This week’s much-improved US inflation data has had the desired effect on US rate expectations, with the yield on two-year Treasuries climbing again on Friday, as it did on Thursday, to levels above 2.2%. Meanwhile, prices in derivatives markets have adjusted to indicate a 100% probability of the Federal Reserve raising interest rates in March. Ordinarily, such a revision to expectations would fuel a transfer of hot money into US dollars, but dollar traders continue to chart their own course, and that course continues to be down.
By midday in Asia on Friday, the US Dollar Index – a measure of the dollar’s performance against a basket of currencies – had fallen to a level not seen since late 2014, at 88.25.
Also now at 2014 levels is EUR/USD, which breached 1.255 during Tokyo’s afternoon session. For the pair, a significant technical level that might provide resistance in the coming days, should the rally continue, sits just shy of 1.26 (1.2598); that being the 0.618 Fibonacci retracement of the pair’s 2014-2016 decline.
USD/JPY, which this week crashed through major technical support between 107.5 and 108, was down nearly 3% on the week at one stage on Friday, threatening 105.5. When last seen, some mild dollar buying had pushed the pair back above 106, but that offered little consolation to holders of dollars given that rates in and around 106 haven’t been seen since late 2016.
Yen strength appears not to be a matter of reduced risk appetite, with evidence for this coming from the Australian dollar and a number of riskier emerging market currencies. Like other majors, the Aussie has made the most of the US dollar’s current malaise, climbing into the high 0.79s against the greenback on Friday – more than 2% higher than last week’s closing rate of 0.7812 – but investors were also preferring the higher-yielding Australian currency to the relative safety of the euro, yen and Swiss franc.
One explanation for recent interest rates-dollar decoupling came on Thursday from Crédit Agricole’s Manuel Oliveri. In a note to clients the analyst suggested that investors were now playing a long-term game.
“From a longer-term perspective, markets remain uninspired by US economic prospects. Effectively markets continue trading the end of the US economic cycle where any near-term acceleration in inflation may trigger more Fed tightening but will also bring forward the next downturn.”
A further reason for the dollar’s plight was offered by Ilya Gofshteyn, an analyst at Standard Chartered Bank. Speaking to the Wall Street Journal, Gofshteyn said that both the US trade deficit, which in 2017 reached a nine-year high; and the US fiscal deficit, which is expected to increase markedly on the back of President Trump’s tax cuts; were looking “pretty nasty” and were “pulling in the other direction against the dollar.”

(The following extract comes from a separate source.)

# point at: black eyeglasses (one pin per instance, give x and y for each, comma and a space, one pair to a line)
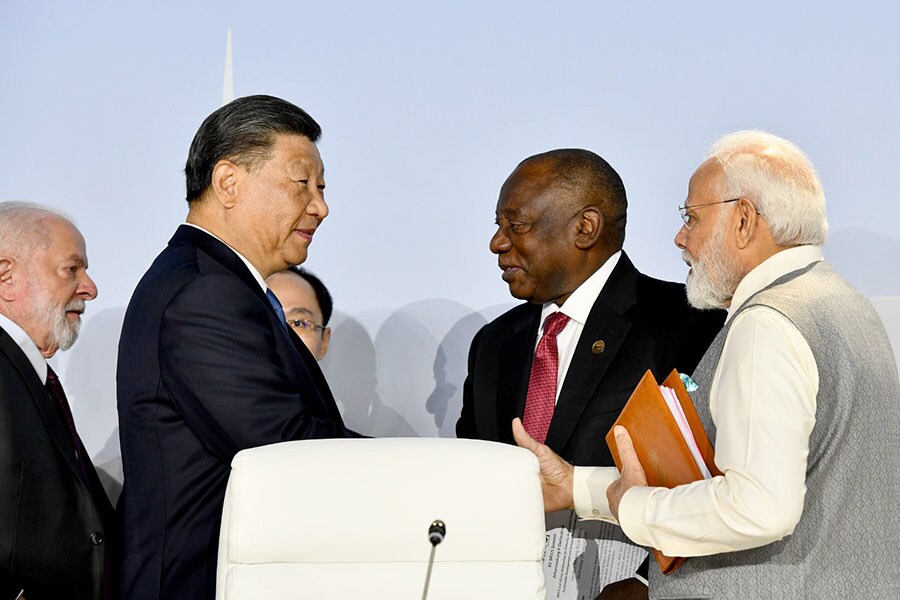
304, 324
688, 218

The US’ twin deficits made it “more difficult for some investors to stay in the [dollar],” wrote the Wall Street Journal’s Daniel Kruger.
Looking ahead, not much will be changing in the medium-term according to the team at ING. In a report released on Thursday, the Dutch bank had this to say about the dollar’s prospects:
“For the US dollar to re-couple with rising US bond yields…we’d need to see a return in confidence over the medium-term US economic outlook. In effect, this requires a positive reassessment of the extent and duration of this US economic cycle; inflation numbers do not provide this.”
“Broadly, we’re scratching our heads to find any new positive US demand or supply shocks that could change the landscape for an economy in the tenth year of its expansion cycle. Without this, it’s easy to see the weak-dollar story persisting.”
Although early in the year, ING will be happy with what they’ve seen from the dollar so far in 2018. Entering the year, the bank was among the most bearish on the US currency, with year-end forecasts for EUR/USD and GBP/USD of 1.3 and 1.5 respectively – rates that are 15% higher than 2017 averages.